Premiers pas avec un recycleur
C’est l’heure du dîner chez Divetech. Comme je passe devant la cuisine, je remarque deux lumières rouges qui clignotent sur le côté du four. Sans même m’en rendre compte, je porte ma main à ma bouche pour actionner un commutateur imaginaire tout en récitant dans ma tête « En cas de problème, passer en circuit ouvert », le mantra de tout plongeur débutant avec un recycleur.
Je n’avais alors pas encore touché à un recycleur, mais j’avais lu énormément à leur sujet.
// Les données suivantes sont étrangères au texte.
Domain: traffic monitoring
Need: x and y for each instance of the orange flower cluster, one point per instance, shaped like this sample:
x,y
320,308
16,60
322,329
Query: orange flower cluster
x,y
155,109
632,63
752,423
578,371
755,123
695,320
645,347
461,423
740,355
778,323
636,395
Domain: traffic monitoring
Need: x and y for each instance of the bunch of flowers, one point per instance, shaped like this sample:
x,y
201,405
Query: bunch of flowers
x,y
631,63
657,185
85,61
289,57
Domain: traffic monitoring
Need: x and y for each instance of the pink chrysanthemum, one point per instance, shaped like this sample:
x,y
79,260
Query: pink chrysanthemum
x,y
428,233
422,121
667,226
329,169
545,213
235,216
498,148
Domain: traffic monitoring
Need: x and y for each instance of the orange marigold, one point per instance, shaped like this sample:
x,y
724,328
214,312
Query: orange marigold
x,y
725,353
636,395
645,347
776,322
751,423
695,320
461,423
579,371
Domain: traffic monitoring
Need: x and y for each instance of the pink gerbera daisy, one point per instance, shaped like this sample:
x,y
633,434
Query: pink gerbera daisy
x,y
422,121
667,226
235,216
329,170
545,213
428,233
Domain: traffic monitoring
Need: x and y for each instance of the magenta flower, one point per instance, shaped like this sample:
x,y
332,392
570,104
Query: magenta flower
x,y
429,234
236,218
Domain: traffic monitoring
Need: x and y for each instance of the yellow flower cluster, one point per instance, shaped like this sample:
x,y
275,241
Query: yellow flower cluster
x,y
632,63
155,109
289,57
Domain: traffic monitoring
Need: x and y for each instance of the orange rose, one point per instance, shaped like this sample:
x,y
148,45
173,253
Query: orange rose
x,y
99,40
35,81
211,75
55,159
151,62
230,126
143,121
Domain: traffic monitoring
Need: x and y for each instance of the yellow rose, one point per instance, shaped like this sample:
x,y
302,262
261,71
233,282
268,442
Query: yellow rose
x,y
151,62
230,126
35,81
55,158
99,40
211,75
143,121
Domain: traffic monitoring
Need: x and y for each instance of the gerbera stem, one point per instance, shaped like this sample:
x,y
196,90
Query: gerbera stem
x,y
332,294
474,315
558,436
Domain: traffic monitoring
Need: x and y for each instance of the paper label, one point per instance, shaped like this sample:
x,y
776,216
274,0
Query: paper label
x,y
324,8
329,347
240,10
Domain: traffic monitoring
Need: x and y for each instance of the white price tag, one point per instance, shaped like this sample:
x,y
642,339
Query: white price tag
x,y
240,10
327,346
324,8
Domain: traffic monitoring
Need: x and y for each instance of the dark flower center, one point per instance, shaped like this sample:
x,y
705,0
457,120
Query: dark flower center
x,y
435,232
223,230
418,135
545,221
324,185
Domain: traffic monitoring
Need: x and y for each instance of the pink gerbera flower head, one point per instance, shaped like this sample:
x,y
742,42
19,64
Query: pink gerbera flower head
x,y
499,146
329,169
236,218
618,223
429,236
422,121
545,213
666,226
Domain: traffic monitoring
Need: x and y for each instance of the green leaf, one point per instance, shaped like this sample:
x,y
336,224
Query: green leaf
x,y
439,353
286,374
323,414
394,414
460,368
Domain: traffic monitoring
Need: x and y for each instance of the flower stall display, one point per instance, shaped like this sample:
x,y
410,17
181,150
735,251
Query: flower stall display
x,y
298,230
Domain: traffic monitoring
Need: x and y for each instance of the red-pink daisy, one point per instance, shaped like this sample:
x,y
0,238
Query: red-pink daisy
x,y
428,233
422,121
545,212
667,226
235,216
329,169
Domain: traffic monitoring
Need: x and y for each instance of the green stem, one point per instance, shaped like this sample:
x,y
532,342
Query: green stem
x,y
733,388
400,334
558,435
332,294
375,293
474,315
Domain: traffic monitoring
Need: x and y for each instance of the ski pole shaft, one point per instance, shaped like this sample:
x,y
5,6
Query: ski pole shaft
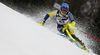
x,y
89,35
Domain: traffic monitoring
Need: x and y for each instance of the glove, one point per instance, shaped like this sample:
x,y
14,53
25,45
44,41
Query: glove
x,y
72,25
42,23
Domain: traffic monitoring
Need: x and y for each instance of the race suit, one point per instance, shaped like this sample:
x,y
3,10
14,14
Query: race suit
x,y
62,21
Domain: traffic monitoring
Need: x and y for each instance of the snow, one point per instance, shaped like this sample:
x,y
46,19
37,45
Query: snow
x,y
20,35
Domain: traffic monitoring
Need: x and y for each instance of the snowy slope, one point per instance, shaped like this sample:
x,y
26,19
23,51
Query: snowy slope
x,y
20,35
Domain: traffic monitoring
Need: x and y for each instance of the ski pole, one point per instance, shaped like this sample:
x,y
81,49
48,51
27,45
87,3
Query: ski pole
x,y
70,25
88,34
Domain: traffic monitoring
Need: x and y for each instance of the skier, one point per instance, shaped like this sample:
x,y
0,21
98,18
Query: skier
x,y
64,17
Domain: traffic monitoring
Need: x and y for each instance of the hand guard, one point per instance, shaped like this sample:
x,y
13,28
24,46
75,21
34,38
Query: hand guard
x,y
42,23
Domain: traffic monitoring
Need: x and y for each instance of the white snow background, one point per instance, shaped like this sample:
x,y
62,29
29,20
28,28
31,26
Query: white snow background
x,y
19,35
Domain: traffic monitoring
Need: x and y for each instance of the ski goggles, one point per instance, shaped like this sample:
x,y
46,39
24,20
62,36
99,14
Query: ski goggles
x,y
64,9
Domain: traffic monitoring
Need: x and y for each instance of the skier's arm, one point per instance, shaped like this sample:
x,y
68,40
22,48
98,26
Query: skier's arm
x,y
71,18
50,14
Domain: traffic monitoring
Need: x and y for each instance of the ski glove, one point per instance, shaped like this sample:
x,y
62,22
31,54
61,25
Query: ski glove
x,y
42,23
72,25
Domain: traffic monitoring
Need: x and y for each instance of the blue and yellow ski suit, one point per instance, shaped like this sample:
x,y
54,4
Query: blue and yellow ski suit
x,y
62,21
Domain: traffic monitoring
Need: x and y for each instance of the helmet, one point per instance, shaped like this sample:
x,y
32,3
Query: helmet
x,y
65,6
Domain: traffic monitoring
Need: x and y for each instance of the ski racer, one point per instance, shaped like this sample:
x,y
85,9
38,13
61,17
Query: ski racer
x,y
63,18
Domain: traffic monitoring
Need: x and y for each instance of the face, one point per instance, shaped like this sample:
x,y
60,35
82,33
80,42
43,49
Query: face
x,y
63,12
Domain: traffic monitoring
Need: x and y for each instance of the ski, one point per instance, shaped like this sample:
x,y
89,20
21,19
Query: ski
x,y
76,43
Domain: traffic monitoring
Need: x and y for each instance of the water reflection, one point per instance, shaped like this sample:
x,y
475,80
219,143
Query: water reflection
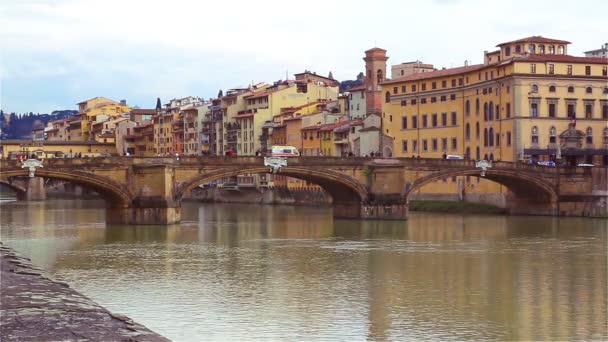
x,y
243,272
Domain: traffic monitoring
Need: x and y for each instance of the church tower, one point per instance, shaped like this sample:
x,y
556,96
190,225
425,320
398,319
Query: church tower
x,y
375,73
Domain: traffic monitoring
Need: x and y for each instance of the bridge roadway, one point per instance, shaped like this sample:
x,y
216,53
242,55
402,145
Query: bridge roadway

Cela faisait plusieurs semaines que j’étudiais mon manuel de formation, et sur le vol qui m’amenait à Grand Cayman, j’avais parcouru attentivement chaque page du manuel d’utilisation du Poseidon MKVI, le recycleur que j’allais apprendre à utiliser en plongée pendant la Tek Week 2012. Lors du cours, j’ai appris qu’il était en fait plus approprié de vérifier la console en cas d’illumination d’un témoin lumineux, mais j’étais tout de même rassuré par mon haut niveau de réactivité.
Voilà 20 ans que je plonge, mais j’ai encore tout à apprendre de la plongée technique. Devant la popularité croissante des recycleurs destinés à la plongée récréative, j’ai pensé que le moment était venu pour moi de mettre un pied dans ce nouvel univers.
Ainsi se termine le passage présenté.